Here's a self-portrait I've been working on in my spare time. I liked how Roy Lichtenstein drew from the style of early comics and made it something else, but what I realized was that the original tiny panels he was ripping off are marvelous on their own without needing to be elevated to fine art paintings! Check out Deconstructing Roy Lichtenstein to see some gorgeous panels from mid 20th century comics blown up so you can really get a look at them and their printing process. There's just something about seeing the delicate and cheap balance of the halftones mixtures and registration in your face like that that makes me feel the same way I do about a great, sloppy punk band live- like it could all fall apart.

7/7/08

Appreciation: Queens of the Stone Age "Era Vulgaris"

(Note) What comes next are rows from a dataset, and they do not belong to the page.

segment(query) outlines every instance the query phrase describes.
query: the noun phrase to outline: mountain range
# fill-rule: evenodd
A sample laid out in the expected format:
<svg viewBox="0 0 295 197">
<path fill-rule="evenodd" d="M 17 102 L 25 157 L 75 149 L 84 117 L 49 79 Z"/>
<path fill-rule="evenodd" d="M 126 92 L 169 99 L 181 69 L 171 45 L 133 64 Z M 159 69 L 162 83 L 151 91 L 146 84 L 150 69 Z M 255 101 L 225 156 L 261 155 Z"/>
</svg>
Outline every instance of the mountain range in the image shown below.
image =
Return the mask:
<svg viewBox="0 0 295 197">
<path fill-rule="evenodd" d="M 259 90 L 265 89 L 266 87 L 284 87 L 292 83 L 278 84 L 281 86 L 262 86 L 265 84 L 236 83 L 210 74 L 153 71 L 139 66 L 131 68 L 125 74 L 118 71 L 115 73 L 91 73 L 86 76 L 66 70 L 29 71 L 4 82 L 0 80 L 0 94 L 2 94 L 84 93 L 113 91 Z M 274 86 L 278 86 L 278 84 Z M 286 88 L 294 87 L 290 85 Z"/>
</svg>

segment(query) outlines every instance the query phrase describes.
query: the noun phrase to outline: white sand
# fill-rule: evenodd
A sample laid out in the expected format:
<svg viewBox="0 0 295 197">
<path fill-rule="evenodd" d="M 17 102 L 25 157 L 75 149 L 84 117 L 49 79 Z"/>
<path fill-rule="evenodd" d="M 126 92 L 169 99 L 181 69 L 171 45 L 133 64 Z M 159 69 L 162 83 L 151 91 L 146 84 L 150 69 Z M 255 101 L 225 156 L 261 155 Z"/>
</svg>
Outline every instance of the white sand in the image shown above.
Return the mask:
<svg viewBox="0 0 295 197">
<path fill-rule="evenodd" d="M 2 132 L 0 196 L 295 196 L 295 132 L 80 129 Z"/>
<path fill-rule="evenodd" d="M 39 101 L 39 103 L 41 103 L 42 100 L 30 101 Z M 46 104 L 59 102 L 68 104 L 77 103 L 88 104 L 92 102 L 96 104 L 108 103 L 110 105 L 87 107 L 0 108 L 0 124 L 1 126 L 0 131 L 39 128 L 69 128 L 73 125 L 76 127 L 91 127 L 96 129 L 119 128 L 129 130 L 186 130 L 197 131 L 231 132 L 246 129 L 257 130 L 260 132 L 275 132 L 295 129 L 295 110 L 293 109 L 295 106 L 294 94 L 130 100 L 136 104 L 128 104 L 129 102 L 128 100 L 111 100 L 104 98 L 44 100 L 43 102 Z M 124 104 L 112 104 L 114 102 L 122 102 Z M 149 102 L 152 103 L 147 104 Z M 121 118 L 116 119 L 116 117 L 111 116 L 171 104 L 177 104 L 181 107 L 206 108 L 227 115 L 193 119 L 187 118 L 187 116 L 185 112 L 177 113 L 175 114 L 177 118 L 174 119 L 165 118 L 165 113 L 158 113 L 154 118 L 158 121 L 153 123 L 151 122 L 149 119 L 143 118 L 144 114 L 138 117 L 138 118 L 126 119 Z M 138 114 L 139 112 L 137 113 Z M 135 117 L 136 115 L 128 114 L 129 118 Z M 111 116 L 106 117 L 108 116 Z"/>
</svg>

It’s been a year since Queens of the Stone Age’s Era Vulgaris came out, but I just got around to really listening to it this summer. It’s not fair how underrated it is.



To start, just look at the cover. The title is Latin for “The Common Era” and the art features a smoking cartoon lightbulb and a pirate cartoon lightbulb. Genius. The rest of the album’s art campaign- spanning 7’’ sleeves and posters- has more crazy cartoon characters and artwork along that retro-sleazy Grindhouse vein (check out the artists, Morning Breath). The “You Have Mono” phony-monophonic label makes it for me, though.




But what’s important is what’s inside- the music. I will admit that the first time I heard the songs nothing stood out, but repeated listens reveal by far the sexiest Queens of the Stone Age album in recent years. It is a much closer match to the band’s manifesto of making rock “heavy enough for the boys and sweet enough for the girls”, unlike the macho Songs for the Deaf and the snoozy Lullabies to Paralyze. A lot of the vocals are softer and falsetto, and every single song on Era Vulgaris is danceable as far as heavy rock goes and sounds perfect at 70 mph. And within those parameters, there’s a surprising diversity of sounds: it’s got southern-flavored psychedelic (“Turnin’ On The Screw”), heavy irony (“I’m Designer”), rhythm n’ blues (“Make It Wit Chu”), really spastic ("Sick Sick Sick") somber introspection (“Suture Up Your Future”), and what can only be described as car-chase ("3's and 7's"). I’m going to say that this is my favorite album so far, but I admit I haven't listened to the first two in a while. Any of the ones I mentioned are highly recommended, but everything is good. And while you're at it, check out the fantastically titled b-side "The Fun Machine Took A Shit And Died".